Em 1991, o prof. Eugene W. Hickok Jr. reuniu estudos de constitucionalistas estadunidenses sobre o alcance atual (Original Meaning and Current Understanding) da Declaração de Direitos Humanos norte-americana (The Bill of Rights), publicando-os pela University Press of Virginia. Sobre a pena de morte, o ex-procurador geral de Justiça William Bradford Reynolds sustenta sua conveniência e constitucionalidade (The Death Penalty is not Cruel and Unusual Punishment), ao passo que Jack Greenberg, professor de Direito na Universidade de Columbia, demonstra estatisticamente (Against the American System of Capital Punishment) que é decrescente o número de execuções consumadas, até porque, de 1982 a 1985, a Suprema Corte daquele país invalidou cerca de 35% das condenações, por deficiências formais dos respectivos processos.
Com quais argumentos você mais se identifica? Temos por aqui estudos sérios como esse?

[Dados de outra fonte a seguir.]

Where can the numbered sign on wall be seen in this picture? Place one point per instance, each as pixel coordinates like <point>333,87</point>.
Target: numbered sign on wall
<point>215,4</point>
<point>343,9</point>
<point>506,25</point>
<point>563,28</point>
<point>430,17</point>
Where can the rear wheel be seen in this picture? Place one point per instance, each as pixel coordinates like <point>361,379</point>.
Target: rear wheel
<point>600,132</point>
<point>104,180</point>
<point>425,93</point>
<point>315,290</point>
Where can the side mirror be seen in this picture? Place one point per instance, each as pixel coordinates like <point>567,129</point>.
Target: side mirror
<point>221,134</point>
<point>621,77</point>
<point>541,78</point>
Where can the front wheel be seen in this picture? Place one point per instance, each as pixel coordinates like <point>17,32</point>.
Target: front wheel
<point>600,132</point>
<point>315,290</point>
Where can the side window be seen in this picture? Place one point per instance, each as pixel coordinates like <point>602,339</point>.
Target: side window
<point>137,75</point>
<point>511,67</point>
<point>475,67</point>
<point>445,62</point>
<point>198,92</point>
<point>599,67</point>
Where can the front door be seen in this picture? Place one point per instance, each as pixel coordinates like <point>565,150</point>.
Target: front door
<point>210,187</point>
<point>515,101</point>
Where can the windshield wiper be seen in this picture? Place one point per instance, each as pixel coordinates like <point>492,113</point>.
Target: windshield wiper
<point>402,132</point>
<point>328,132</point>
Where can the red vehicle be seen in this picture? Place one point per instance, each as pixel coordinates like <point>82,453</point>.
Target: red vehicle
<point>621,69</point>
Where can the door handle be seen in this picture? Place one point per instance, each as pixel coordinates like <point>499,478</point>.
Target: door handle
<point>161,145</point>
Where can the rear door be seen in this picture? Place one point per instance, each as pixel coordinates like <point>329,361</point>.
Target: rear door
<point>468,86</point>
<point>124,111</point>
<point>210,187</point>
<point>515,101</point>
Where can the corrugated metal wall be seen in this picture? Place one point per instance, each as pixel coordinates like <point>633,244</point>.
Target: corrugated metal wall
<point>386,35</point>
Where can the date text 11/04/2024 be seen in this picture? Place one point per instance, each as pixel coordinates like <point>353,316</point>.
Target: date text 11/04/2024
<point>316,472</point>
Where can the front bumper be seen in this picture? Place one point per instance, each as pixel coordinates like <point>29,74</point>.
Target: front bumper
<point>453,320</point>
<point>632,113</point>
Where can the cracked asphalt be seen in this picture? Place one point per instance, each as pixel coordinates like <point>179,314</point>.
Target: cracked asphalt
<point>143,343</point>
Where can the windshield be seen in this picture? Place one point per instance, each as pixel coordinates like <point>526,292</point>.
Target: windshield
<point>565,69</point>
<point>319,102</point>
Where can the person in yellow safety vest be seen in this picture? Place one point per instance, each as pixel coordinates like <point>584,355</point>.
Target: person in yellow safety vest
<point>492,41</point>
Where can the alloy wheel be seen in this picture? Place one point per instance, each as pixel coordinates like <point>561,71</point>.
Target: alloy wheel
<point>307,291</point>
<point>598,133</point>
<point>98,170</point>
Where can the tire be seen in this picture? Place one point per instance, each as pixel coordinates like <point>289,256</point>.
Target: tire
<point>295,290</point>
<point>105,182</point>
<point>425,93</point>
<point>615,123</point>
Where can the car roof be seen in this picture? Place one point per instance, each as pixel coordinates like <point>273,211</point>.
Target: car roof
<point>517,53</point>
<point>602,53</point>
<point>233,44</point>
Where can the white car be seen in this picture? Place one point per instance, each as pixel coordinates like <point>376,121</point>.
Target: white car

Quanto a mim, prefiro recitar os versos do lusitano José Régio:
"Ah, que ninguém me dê piedosas intenções,
ninguém me peça definições.
Ninguém me diga: 'vem por aqui!'
A minha vida é um vendaval que se soltou,
é uma onda que se alevantou,
é um átomo a mais que se animou.
Não sei por onde vou,
nem sei para onde vou.
Só sei que não vou por aí!"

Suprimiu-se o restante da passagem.